Eddie Lewis

No. 22, 48
- Position: Defensive back

Personal information
- Born: December 15, 1953 (age 72) Mobile, Alabama, U.S.
- Listed height: 6 ft 0 in (1.83 m)
- Listed weight: 177 lb (80 kg)

Career information
- High school: Toulminville (Mobile)
- College: Kansas
- NFL draft: 1976: 2nd round, 57th overall pick

Career history
- San Francisco 49ers (1976–1979); Detroit Lions (1979–1980);

Career NFL statistics
- Interceptions: 3
- Fumble recoveries: 2
- Sacks: 1
- Stats at Pro Football Reference

= Eddie Lewis (American football) =

American football player (born 1953)

Edward Lee Lewis (born December 15, 1953) is an American former professional football player who was a defensive back in the National Football League (NFL). He played college football for the Kansas Jayhawks.
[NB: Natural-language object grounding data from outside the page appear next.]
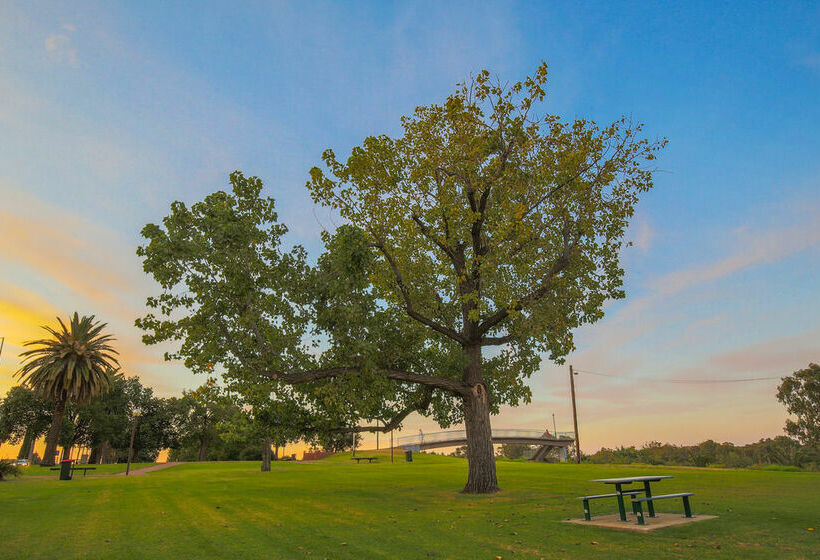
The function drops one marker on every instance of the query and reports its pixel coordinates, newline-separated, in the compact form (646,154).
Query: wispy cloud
(60,47)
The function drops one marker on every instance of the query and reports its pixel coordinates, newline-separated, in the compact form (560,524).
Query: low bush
(8,468)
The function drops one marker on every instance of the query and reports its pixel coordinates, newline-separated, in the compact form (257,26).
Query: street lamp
(135,415)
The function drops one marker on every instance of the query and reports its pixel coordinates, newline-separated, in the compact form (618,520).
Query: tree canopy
(800,392)
(477,240)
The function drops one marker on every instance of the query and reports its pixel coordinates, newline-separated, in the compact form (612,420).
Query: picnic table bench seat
(637,508)
(586,500)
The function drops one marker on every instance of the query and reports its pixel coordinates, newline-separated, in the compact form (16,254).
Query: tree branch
(296,378)
(533,296)
(423,404)
(408,304)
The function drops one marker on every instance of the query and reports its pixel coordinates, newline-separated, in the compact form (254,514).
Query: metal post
(131,445)
(574,415)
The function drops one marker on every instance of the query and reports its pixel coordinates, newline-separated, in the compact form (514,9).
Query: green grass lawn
(37,470)
(337,509)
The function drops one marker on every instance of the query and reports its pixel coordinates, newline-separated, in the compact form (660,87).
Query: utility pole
(574,415)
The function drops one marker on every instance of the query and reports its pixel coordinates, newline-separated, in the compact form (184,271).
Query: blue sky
(110,112)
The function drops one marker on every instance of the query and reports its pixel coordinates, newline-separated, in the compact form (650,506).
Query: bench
(84,469)
(637,508)
(586,499)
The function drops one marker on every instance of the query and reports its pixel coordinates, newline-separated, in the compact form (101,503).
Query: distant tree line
(205,424)
(781,450)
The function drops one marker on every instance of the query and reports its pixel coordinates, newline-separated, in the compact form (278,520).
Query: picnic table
(619,494)
(73,468)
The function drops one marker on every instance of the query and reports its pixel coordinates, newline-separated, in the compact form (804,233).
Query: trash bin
(65,469)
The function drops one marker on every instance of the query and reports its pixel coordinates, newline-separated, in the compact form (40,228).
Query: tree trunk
(203,448)
(94,456)
(266,455)
(480,458)
(31,450)
(53,435)
(28,441)
(104,453)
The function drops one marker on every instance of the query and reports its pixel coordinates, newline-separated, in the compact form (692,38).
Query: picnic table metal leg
(638,511)
(649,505)
(621,508)
(686,509)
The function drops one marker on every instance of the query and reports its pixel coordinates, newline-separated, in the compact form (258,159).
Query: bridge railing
(457,435)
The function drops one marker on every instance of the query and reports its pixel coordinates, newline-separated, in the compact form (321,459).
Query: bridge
(454,438)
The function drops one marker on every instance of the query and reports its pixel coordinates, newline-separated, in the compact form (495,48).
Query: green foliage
(74,365)
(481,225)
(24,417)
(777,451)
(800,392)
(198,415)
(9,469)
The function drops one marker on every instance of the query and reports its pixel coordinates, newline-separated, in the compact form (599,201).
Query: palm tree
(74,365)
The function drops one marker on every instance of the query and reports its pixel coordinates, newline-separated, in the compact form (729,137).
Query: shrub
(8,468)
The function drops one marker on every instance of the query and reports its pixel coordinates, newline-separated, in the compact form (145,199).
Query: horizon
(111,113)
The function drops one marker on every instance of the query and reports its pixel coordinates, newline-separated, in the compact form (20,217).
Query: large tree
(199,414)
(800,392)
(24,417)
(74,365)
(479,239)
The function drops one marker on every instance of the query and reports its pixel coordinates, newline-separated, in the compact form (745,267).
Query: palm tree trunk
(266,455)
(27,442)
(53,435)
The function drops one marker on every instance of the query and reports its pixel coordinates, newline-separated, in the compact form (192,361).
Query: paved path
(146,470)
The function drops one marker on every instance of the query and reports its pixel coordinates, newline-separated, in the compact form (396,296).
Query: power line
(681,381)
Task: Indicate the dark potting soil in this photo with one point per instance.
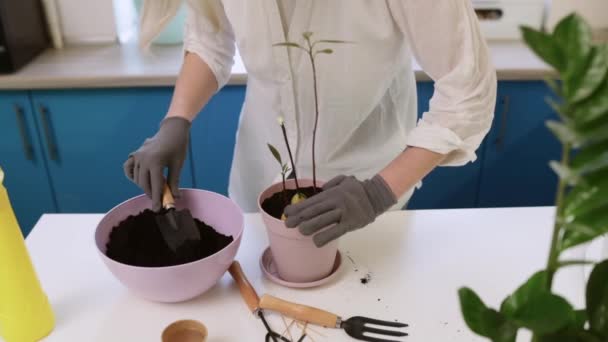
(275, 204)
(137, 241)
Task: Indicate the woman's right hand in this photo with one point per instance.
(168, 149)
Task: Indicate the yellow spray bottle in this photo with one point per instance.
(25, 313)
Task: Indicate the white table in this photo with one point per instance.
(418, 260)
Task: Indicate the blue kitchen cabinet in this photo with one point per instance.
(88, 134)
(446, 187)
(22, 160)
(519, 147)
(213, 138)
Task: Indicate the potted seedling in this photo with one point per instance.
(296, 257)
(581, 204)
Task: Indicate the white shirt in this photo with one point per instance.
(367, 90)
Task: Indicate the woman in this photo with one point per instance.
(367, 99)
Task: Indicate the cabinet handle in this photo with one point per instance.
(28, 148)
(502, 132)
(48, 133)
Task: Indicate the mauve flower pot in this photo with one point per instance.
(296, 256)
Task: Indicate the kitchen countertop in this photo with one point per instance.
(126, 66)
(417, 261)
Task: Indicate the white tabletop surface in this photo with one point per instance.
(127, 66)
(417, 261)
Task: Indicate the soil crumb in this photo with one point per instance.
(367, 279)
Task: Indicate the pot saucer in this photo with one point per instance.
(270, 271)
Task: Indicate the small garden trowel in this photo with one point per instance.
(176, 226)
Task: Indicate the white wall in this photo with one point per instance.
(87, 21)
(595, 11)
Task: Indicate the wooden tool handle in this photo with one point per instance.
(247, 291)
(168, 200)
(300, 312)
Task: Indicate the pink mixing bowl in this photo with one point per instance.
(181, 282)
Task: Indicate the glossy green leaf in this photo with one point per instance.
(563, 172)
(535, 286)
(545, 47)
(591, 159)
(564, 133)
(544, 313)
(275, 153)
(555, 86)
(289, 44)
(586, 82)
(484, 321)
(582, 200)
(584, 229)
(560, 109)
(573, 35)
(597, 299)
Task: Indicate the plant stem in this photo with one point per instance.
(293, 165)
(314, 130)
(552, 263)
(284, 192)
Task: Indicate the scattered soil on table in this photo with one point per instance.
(137, 241)
(355, 268)
(275, 205)
(366, 279)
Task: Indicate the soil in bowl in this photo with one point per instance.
(275, 205)
(137, 241)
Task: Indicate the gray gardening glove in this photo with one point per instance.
(346, 202)
(165, 149)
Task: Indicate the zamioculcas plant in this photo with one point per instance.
(312, 51)
(284, 167)
(581, 204)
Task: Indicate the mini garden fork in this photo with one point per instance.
(357, 327)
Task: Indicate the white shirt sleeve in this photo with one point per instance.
(208, 34)
(445, 38)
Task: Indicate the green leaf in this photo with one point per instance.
(560, 109)
(563, 172)
(591, 159)
(289, 44)
(545, 47)
(543, 313)
(555, 86)
(597, 299)
(584, 83)
(483, 321)
(594, 108)
(275, 153)
(535, 286)
(573, 35)
(564, 133)
(584, 229)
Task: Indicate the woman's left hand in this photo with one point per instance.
(346, 203)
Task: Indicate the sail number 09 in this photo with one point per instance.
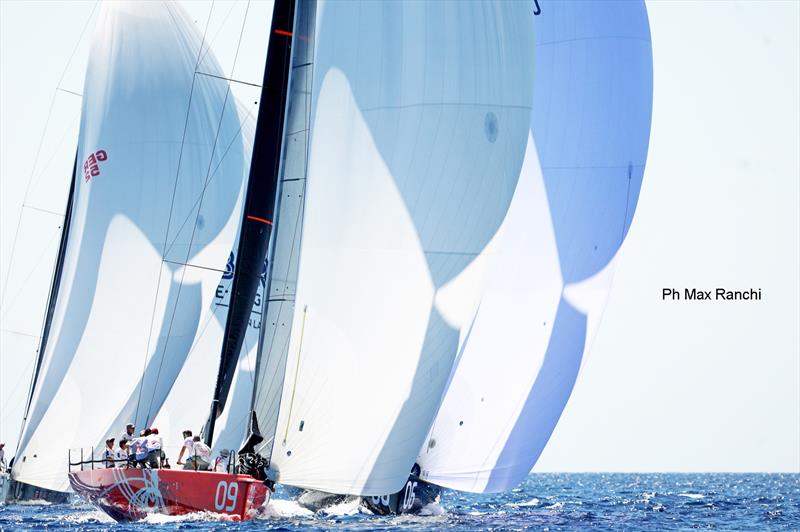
(225, 498)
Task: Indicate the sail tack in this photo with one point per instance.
(548, 274)
(158, 176)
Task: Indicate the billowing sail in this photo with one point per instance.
(548, 273)
(159, 172)
(195, 383)
(418, 122)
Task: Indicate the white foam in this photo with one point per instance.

Lewis was selected by the San Francisco 49ers in the second round of the 1976 NFL draft. He played five seasons for the 49ers from 1976 to 1979 and the Detroit Lions from 1979 to 1980.

Competing for the Kansas Jayhawks track and field team, Lewis won the 1974 NCAA Division I Outdoor Track and Field Championships in the 4 × 110 yard relay.